Ob Ohrfeige oder nicht, ob die Demonstration von "Intimität" mit Reagan diplomatisch gelungen war oder zu durchsichtig - eines steht jedenfalls fest: So begegnet ein Satellit seiner Führungsmacht. Erst so tun, als würde die Qualität der deutschen Verteidigungsanstrengungen die Quantität 3% längst errreichen -
"daß - wie der Kanzler nicht müde wurde zu betonen - die westliche Strategie gegenüber der Sowjetunion neben der militärischen Komponente unbedingt auch der politischen, psychologischen und wirtschaftlichen Begleitung bedürfe" (Zeit) -,
dann die Zusage im Koffer, die quantitative Forderung der USA voll einzuhalten; schließlich das intime Vertrauen so hinfrisiert, als könne der Satellit so schmarotzerhaft weitermachen wie bisher. Wenn dann der Reagan sagt, was er vom Kanzler will, wird's gemacht.
Ein "Autoritätsverlust"?
Wie man's nimmt. Fürs Volk macht es keinen Unterschied zwischen Schmidt, dem Mann des Jahres, und Schmidt, dem Satelliten-Kanzler, der von Reagan seine Befehle entgegennimmt -- es merkt die Konsequenzen. Aber für das Ansehen des Souveräns schon. Immerhin ist der Kanzler in Zeiten der Entspannungspolitik und ihren fruchtbaren Folgen für die BRD groß geworden. Jetzt, wo die auf treue Bündnispartnerschaft zu den USA gebaute Souveränität wegen ihrer daraus resultierenden Verpflichtungen zurückstecken muß, muß er sich folgendes - ausgerechnet von einem jugendlichen Parteigenossen - sagen lassen:
"Wenn Lambsdorff die Wirtschaftspolitik bestimmen würde und Reagan die Außenpolitik, wäre dann nicht der Punkt erreicht, wo man sagen muß, wozu sind wir eigentlich an der Regierung?" (Gerhard Schröder)
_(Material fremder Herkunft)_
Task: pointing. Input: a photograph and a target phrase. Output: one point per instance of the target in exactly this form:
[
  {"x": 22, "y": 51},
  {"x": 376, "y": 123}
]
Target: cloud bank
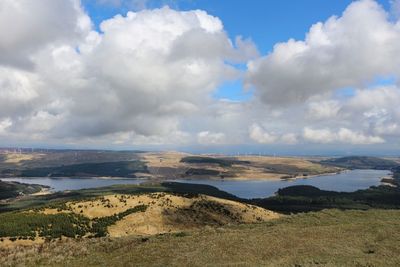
[{"x": 149, "y": 78}]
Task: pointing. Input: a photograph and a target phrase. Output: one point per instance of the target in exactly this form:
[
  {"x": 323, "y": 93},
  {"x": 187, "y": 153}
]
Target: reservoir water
[{"x": 345, "y": 182}]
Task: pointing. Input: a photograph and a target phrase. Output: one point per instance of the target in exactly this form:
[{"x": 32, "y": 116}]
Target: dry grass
[
  {"x": 327, "y": 238},
  {"x": 169, "y": 165},
  {"x": 17, "y": 158},
  {"x": 168, "y": 213}
]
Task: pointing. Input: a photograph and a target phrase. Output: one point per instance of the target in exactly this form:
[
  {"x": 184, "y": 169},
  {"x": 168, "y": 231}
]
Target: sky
[{"x": 268, "y": 77}]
- von einem Reagan-Berater:
"Der deutsche Kanzler soll sich gut überlegen, wessen Druck er länger standhalten kann: dem seiner Partei zu Hause oder dem amerikanischen hier." (Professor Richard Pipes)
Da kann es schon sein, daß an der Größe des Lehrmeisters der Welt etwas abbröckelt. Auf die Macht kommt's halt an bei einem Kanzler. Adenauer ließ noch genüßlich die Unfreiheit: "die Sowjets und ihre Satelliten" auf der Zunge zergehen. Ganz zu Unrecht, denn im Lexikon steht die richtige Definition der BRD im westlichen Bündnis:
"Satellitenstaat, ein formell unabhängiger, tatsächlich unter dem bestimmenden Einfluß einer Großmacht stehender Staat." (dtv-Lexikon)
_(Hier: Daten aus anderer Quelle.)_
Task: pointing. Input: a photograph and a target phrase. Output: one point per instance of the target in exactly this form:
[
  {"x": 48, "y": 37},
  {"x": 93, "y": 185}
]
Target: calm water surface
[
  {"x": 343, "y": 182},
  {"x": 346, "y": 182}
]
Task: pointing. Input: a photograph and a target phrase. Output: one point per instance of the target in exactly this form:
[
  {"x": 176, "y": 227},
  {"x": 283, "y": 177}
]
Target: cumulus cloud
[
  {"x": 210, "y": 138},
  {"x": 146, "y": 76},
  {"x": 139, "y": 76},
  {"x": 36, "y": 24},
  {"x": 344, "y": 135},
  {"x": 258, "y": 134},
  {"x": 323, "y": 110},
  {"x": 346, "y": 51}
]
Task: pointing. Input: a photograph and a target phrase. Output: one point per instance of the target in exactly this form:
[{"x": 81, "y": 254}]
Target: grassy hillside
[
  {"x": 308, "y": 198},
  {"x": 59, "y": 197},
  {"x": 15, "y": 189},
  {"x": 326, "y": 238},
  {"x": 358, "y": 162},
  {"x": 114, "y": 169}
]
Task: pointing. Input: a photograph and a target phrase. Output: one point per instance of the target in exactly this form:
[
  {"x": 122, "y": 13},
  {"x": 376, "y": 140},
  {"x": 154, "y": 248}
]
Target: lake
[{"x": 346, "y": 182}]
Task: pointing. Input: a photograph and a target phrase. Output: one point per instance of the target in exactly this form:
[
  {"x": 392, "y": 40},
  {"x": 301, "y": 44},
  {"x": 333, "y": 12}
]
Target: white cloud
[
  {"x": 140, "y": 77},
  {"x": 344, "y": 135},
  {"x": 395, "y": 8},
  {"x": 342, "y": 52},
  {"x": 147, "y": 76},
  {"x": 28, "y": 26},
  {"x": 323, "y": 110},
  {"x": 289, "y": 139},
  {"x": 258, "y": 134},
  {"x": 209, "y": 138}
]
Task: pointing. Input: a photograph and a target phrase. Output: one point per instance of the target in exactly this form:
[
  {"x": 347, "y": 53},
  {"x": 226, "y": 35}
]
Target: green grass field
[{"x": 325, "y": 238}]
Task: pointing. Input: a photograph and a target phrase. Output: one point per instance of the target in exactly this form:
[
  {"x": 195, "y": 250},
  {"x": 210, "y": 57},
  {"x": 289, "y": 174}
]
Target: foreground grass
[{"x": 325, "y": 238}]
So kann man dem Wunsch des Bundeskanzlers zu seinem 62. Geburtstag sogar eine ungeheuchelte Seite abgewinnen: "Ich wünsche mir für Deutschland und Europa, daß das Jahr 1981 ebenso friedlich verlaufen möge wie das Jahr 1980. ...Das ist einerseits ein politischer Wunsch, andererseits aber auch mein ganz persönlicher."
Nur, was heißt das für diejenigen, die auf diesem Gebiet nicht gefragt werden?